Still, your method of computing $N_k$ is still fundamentally flawed. The problem is that you are first choosing where the known characters will go, then choosing the remaining characters arbitrarily. However, if the remaining characters also happen to contain the known characters, then that password will be counted multiple times by your procedure.

Let me make some simplifying assumptions:

  • assume the password length is known to be exactly $l$. This makes the protagonist's job only negligibly easier, since the vast majority of passwords will have the maximum length.

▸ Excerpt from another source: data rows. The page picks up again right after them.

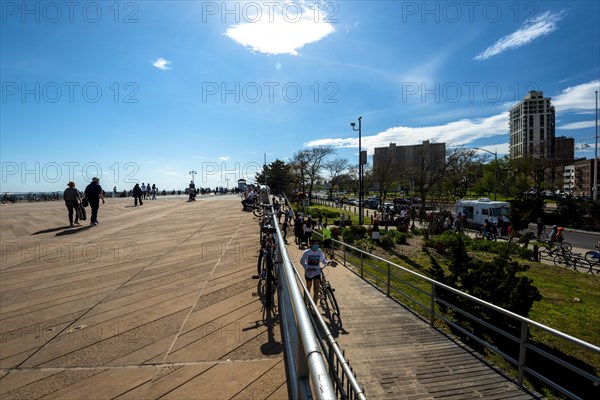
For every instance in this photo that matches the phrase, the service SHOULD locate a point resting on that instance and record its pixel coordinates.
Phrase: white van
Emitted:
(477, 211)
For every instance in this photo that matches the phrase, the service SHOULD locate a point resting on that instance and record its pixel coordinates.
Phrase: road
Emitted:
(579, 239)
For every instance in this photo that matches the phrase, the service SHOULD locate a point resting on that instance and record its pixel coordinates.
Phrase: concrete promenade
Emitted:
(154, 302)
(157, 303)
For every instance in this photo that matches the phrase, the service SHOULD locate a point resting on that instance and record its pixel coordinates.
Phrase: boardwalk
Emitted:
(157, 302)
(398, 356)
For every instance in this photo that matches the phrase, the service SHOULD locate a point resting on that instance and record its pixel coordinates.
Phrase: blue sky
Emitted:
(140, 91)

  • forget the requirements of at least one lowercase, uppercase, number and symbol. Again, these do not restrict the number of passwords too much.

The number of possible passwords is now simply $95^l$. It turns out that the number of passwords which contain $k$ given distinct letters, whose cases are unknown, is the following: $$ \sum_{j=0}^k(-1)^j\binom{k}j(95-2j)^l=95^l-k\times 93^l+\binom{k}2\times 91^l-\dots $$ This is a type of complimentary counting; we take all $95^l$ passwords, and for each of the $k$ known letters, you subtract the passwords which do not contain that letter. This explains the first two terms; the higher order terms correct for double counting in a precise way. This is called the principle of inclusion exclusion.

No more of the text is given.